Sourdough Focaccia with Olive Oil and Herbs

Sourdough Focaccia with Olive Oil and Herbs

Golden, airy, crispy on the outside and soft on the inside — this homemade sourdough focaccia is packed with rich olive oil flavor and fresh herbs. Perfect as a side dish, sandwich bread, or dipped in olive oil and balsamic vinegar. Inspired by classic Italian focaccia techniques and sourdough baking methods.

Ingredients

For the Dough

  • 500g bread flour
  • 100g active sourdough starter
  • 400ml lukewarm water
  • 10g salt
  • 3 tbsp extra virgin olive oil

For the Topping

  • 4 tbsp olive oil
  • Fresh rosemary
  • Fresh thyme or oregano
  • Flaky sea salt
  • Optional: sliced olives, garlic, cherry tomatoes

Instructions

1. Mix the Dough

In a large bowl, combine the sourdough starter and water until mostly dissolved. Add the flour and salt, then mix until a shaggy dough forms. Drizzle in the olive oil and continue mixing until fully incorporated.

Cover the bowl and let the dough rest for 30 minutes.

2. Stretch and Fold

Perform a set of stretch-and-folds by pulling one side of the dough upward and folding it over itself. Rotate the bowl and repeat 4 times.

Cover and rest for another 30 minutes. Repeat this process 3–4 times. The dough will gradually become smoother and more elastic.

3. First Rise

Cover the bowl and let the dough rise at room temperature for 4–6 hours, or until puffy and doubled in size.

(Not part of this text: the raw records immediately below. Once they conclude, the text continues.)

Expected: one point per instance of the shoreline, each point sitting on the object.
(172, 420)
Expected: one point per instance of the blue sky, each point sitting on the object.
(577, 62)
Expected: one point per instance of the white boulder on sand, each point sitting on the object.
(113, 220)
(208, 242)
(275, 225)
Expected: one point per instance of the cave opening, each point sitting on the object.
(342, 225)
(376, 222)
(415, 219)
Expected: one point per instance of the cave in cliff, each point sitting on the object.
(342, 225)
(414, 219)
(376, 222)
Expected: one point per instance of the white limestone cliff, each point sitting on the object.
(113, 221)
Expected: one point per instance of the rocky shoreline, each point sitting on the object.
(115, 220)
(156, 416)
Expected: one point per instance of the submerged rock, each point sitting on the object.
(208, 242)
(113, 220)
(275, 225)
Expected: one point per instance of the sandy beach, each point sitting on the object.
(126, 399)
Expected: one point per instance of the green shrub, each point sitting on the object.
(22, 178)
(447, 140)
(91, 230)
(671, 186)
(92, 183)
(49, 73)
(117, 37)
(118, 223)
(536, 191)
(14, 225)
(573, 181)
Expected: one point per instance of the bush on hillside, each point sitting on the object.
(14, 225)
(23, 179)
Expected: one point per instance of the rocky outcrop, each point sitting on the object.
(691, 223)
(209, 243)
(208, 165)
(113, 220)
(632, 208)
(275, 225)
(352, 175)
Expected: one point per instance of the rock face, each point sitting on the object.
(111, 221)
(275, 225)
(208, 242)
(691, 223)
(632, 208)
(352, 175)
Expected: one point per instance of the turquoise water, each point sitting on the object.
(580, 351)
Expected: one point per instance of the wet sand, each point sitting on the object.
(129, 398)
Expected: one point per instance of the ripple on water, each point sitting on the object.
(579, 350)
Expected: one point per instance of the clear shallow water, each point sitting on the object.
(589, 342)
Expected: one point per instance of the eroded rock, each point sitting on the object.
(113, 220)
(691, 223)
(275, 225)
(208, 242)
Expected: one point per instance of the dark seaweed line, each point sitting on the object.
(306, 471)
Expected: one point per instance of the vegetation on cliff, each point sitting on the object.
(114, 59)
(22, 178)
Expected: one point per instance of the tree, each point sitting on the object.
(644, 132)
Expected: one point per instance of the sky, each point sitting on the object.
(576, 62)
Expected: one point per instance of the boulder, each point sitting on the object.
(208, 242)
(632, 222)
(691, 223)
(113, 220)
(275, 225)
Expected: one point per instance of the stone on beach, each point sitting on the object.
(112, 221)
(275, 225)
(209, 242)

For extra flavor, refrigerate overnight after the first rise.

4. Prepare the Pan

Generously coat a baking tray or rectangular pan with olive oil. Transfer the dough into the pan and gently stretch it toward the edges.

Cover and let it proof again for 1–2 hours until bubbly and airy.

5. Add Toppings

Preheat the oven to 220°C (425°F).

Drizzle more olive oil over the dough. Using oiled fingers, press deep dimples all over the surface.

Sprinkle with rosemary, thyme, flaky salt, and any optional toppings like olives or garlic.

6. Bake

Bake for 25–30 minutes until deeply golden brown and crisp on top.

Remove from the oven and brush lightly with olive oil while warm for extra flavor and shine.

Tips for the Best Sourdough Focaccia

  • Use a very active starter for the fluffiest texture.
  • Olive oil is essential for the crispy crust and soft interior.
  • Overnight fermentation creates deeper sourdough flavor.
  • Don’t skip dimpling the dough — it helps trap olive oil and creates the classic focaccia look.

Serving Ideas

Serve warm with:

  • Olive oil and balsamic vinegar
  • Soup or pasta
  • Sandwich fillings
  • Cheese boards and appetizers

Fresh focaccia tastes best the same day but can be reheated beautifully in the oven.